What private financing can and can't do

The president-elect has so far spoken only in broad strokes, but he apparently intends to rely heavily on private financing to avoid the massive budget impact of an ambitious rebuilding program.

The outlines of the idea were sketched in a briefing paper last month by two Trump advisors, Wilbur Ross, a private investor, and Peter Navarro, a business professor at the University of California at Irvine.

In addition to existing programs designed to attract private investors to finance public projects, the Trump plan would provide generous up-front tax credits to those investors. The credits would then be paid for with additional revenue generated by wages from workers who build the projects and the profits of the contractors who oversee construction.

"We believe that this tax credit-assisted program could help finance up to a trillion dollars' worth of projects over a 10-year period," the two wrote in a paper outlining the idea.

Private investment has financed a number of public projects in the last two decades, but the idea has had mixed success.

In the last 25 years, for example, there have been 36 privately financed road projects that are either completed or under construction, according to a report last year from the Congressional Budget Office. Of the 14 that have been completed, three of them declared bankruptcy and one required a public buyout of private partners, the report said.

But even when those public-private projects are financially viable, they represent just a tiny fraction of the funding needed to maintain and upgrade existing roadways and bridges. Those 36 projects generated total investment of just $32 billion, or less than 1 percent of the roughly $4 trillion in highway spending during that period, the CBO found.

That's just for highways. Much of the required infrastructure repair will involve public schools, water systems, power grids and other systems that underpin the U.S. economy.

One option for offsetting the impact on general federal tax revenues would be to raise additional "user fees" for specific infrastructure projects. In other words, charge people to use public infrastructure. But those additional fees would likely face political backlash as a tax increase that goes by another name.

That's why critics of private financing believe it would limit the scope of any infrastructure program. Without a new revenue stream to pay back private investors, they would have little incentive to put up the money.

Though they have an important role, public-private partnerships are "no replacement for direct federal funding," and any such project "requires a reliable revenue stream for the project to be viable," Senior Vice President Richard Fierce of engineering and construction firm Fluor Corp. told a Congressional panel two years ago. "No amount of magic makes an un-financeable project financeable."

Much of hundreds of billions of federal, state and local spending every year is consumed by just keeping existing infrastructure operating as smoothly as possible. Rising costs of operating and maintaining infrastructure are crowding out dollars for new highways, bridges, airports and railways. That's diverted money from new facilities that might generate new revenues.
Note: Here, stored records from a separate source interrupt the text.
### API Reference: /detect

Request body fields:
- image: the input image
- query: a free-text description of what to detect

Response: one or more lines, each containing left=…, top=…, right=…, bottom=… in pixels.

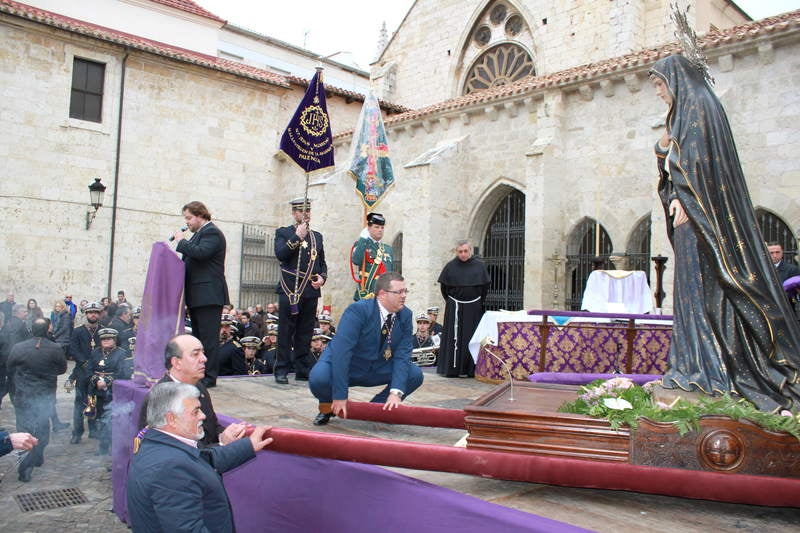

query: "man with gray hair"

left=128, top=382, right=272, bottom=533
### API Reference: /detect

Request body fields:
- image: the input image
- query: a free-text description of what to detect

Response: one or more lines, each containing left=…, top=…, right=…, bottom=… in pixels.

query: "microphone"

left=167, top=226, right=189, bottom=242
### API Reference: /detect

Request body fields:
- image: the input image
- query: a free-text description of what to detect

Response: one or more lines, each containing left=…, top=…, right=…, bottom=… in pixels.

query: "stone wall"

left=0, top=16, right=361, bottom=314
left=372, top=0, right=745, bottom=108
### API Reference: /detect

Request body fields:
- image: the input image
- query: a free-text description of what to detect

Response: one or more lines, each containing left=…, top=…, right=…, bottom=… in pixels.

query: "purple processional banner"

left=133, top=242, right=185, bottom=385
left=281, top=68, right=334, bottom=174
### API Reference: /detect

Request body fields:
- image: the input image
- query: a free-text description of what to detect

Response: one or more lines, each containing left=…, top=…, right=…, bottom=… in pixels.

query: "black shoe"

left=19, top=466, right=33, bottom=483
left=314, top=413, right=336, bottom=426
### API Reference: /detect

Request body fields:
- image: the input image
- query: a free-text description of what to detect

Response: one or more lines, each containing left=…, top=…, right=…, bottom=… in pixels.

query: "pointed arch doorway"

left=482, top=189, right=525, bottom=311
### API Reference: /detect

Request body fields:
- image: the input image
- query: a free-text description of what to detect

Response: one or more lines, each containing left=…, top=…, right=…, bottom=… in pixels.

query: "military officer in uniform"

left=85, top=328, right=128, bottom=455
left=217, top=315, right=247, bottom=376
left=258, top=323, right=278, bottom=374
left=350, top=213, right=393, bottom=301
left=317, top=313, right=336, bottom=340
left=428, top=306, right=444, bottom=338
left=242, top=336, right=272, bottom=376
left=275, top=198, right=328, bottom=385
left=411, top=313, right=436, bottom=350
left=311, top=328, right=330, bottom=363
left=67, top=302, right=103, bottom=444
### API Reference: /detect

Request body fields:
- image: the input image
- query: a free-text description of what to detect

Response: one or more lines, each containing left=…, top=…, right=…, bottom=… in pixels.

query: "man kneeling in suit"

left=308, top=272, right=422, bottom=426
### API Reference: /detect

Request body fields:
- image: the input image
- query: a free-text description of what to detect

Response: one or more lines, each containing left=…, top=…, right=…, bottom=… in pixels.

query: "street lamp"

left=86, top=178, right=106, bottom=230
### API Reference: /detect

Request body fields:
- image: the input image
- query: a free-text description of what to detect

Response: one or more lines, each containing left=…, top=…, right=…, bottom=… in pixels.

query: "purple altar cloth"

left=133, top=242, right=185, bottom=383
left=528, top=372, right=662, bottom=385
left=111, top=380, right=587, bottom=533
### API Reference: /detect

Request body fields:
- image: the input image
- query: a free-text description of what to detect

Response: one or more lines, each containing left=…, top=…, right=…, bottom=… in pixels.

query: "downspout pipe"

left=106, top=47, right=130, bottom=298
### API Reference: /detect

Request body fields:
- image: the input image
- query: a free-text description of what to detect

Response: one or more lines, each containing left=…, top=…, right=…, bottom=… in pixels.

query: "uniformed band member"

left=311, top=328, right=331, bottom=363
left=350, top=213, right=393, bottom=301
left=67, top=302, right=103, bottom=444
left=411, top=313, right=436, bottom=350
left=428, top=306, right=444, bottom=338
left=217, top=314, right=247, bottom=376
left=84, top=328, right=128, bottom=455
left=275, top=198, right=328, bottom=385
left=242, top=336, right=272, bottom=376
left=317, top=313, right=336, bottom=339
left=257, top=323, right=278, bottom=374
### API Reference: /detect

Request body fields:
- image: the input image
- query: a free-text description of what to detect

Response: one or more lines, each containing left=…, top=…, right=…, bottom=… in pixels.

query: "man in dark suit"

left=309, top=272, right=423, bottom=426
left=173, top=201, right=230, bottom=387
left=275, top=198, right=328, bottom=385
left=767, top=242, right=800, bottom=283
left=7, top=318, right=67, bottom=481
left=128, top=383, right=272, bottom=533
left=139, top=335, right=245, bottom=448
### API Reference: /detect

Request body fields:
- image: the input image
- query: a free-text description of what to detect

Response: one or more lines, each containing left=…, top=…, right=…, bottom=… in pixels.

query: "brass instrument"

left=411, top=346, right=439, bottom=366
left=83, top=394, right=97, bottom=420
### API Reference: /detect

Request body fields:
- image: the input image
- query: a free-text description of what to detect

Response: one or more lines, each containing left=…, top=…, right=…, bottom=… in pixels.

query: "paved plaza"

left=0, top=362, right=800, bottom=533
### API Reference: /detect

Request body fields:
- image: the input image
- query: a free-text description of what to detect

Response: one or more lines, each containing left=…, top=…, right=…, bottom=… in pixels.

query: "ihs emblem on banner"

left=300, top=96, right=328, bottom=137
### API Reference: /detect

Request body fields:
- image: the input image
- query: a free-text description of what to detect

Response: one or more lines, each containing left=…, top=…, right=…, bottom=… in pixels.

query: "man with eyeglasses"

left=308, top=272, right=423, bottom=426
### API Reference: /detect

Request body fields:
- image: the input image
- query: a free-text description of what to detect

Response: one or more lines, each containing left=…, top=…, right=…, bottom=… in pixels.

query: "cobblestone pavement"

left=0, top=364, right=800, bottom=533
left=0, top=363, right=130, bottom=533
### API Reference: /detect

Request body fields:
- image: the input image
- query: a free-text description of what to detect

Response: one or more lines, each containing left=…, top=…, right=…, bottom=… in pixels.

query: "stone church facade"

left=0, top=0, right=800, bottom=315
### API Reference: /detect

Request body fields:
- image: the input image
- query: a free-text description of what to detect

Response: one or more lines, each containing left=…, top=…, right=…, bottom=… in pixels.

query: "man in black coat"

left=173, top=201, right=230, bottom=387
left=275, top=198, right=328, bottom=385
left=87, top=328, right=130, bottom=455
left=767, top=242, right=800, bottom=283
left=128, top=383, right=272, bottom=533
left=67, top=302, right=103, bottom=444
left=139, top=335, right=246, bottom=448
left=7, top=318, right=67, bottom=482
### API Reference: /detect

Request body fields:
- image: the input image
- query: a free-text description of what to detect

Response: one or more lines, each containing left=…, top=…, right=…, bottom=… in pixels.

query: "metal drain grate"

left=14, top=489, right=89, bottom=513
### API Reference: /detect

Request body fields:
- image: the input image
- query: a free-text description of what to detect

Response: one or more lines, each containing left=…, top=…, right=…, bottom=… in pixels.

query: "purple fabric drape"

left=133, top=242, right=185, bottom=384
left=528, top=372, right=662, bottom=385
left=111, top=380, right=586, bottom=533
left=225, top=451, right=585, bottom=533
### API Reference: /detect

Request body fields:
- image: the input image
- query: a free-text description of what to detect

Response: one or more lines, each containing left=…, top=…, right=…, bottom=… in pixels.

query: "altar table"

left=470, top=310, right=672, bottom=383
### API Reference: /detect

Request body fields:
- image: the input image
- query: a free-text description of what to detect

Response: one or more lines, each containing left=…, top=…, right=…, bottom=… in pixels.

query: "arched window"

left=565, top=218, right=614, bottom=311
left=756, top=208, right=797, bottom=261
left=464, top=43, right=534, bottom=94
left=392, top=232, right=403, bottom=274
left=458, top=0, right=536, bottom=94
left=483, top=190, right=525, bottom=311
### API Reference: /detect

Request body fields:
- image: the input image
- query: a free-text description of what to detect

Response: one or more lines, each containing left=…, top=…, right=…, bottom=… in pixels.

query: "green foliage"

left=558, top=378, right=800, bottom=440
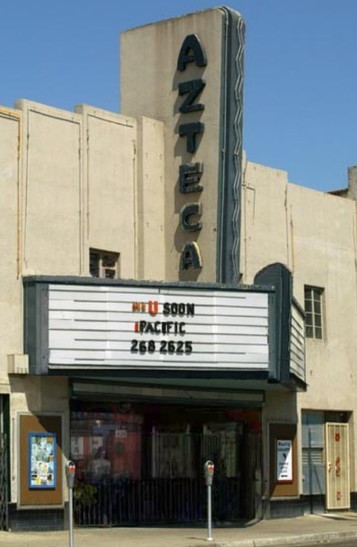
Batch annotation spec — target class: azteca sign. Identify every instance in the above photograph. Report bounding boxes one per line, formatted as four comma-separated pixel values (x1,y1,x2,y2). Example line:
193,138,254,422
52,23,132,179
177,34,207,270
48,284,269,370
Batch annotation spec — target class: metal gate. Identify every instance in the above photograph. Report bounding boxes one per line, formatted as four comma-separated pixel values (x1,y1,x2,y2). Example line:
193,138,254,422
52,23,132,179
74,430,249,526
75,478,240,526
0,433,9,530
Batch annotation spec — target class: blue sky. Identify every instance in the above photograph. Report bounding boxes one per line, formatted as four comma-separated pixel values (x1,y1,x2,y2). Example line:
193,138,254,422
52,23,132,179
0,0,357,191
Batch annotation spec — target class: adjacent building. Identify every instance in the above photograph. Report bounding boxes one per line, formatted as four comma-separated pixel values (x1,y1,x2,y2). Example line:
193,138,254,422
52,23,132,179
0,8,357,529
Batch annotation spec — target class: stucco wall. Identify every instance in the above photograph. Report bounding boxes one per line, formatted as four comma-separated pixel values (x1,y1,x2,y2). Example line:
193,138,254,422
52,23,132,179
0,108,22,384
241,157,357,489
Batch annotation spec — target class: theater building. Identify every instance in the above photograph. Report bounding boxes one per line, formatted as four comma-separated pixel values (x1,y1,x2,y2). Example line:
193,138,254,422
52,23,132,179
0,8,357,530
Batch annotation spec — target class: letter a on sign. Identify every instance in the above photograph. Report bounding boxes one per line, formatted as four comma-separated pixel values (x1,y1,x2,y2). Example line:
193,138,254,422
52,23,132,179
177,34,207,72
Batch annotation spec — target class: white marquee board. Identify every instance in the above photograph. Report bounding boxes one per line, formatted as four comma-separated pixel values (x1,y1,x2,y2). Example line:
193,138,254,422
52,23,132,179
48,284,269,370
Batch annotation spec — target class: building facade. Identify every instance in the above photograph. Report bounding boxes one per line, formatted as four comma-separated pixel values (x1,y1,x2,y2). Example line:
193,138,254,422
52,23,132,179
0,8,357,529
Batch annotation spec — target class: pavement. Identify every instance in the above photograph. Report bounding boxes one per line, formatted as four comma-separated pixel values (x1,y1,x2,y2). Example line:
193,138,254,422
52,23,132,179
0,513,357,547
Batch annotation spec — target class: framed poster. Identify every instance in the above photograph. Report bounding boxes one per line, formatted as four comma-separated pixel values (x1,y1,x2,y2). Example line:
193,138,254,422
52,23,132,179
28,432,57,489
276,439,293,483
And it's also gotten a lot more expensive to build new projects. For more than a decade, infrastructure-related costs of labor and materials rose much faster than the amount being invested, according to the CBO.

It's also not clear how Trump's proposed infrastructure program will divide the burden between the state and federal budgets. As federal funding has dried up, some states have already stepped in to fill the funding gaps and the epidemic of potholes on state highways.

In September, New Jersey because the latest state to address a longstanding funding shortfall for roads and bridges by enacting an 23-cent a gallon increase on gasoline taxes that will be earmarked for highway repairs and upgrades. Connecticut and Washington are in the early stages of multiyear transportation improvement programs.

Last year, eight states — Georgia, Idaho, Iowa, Michigan, Nebraska, South Dakota, Utah and Washington — passed legislation to increase gas taxes, according to the National Conference of State Legislatures, and two more states — Kentucky and North Carolina — moved to limit declines in gas taxes from lower pump prices.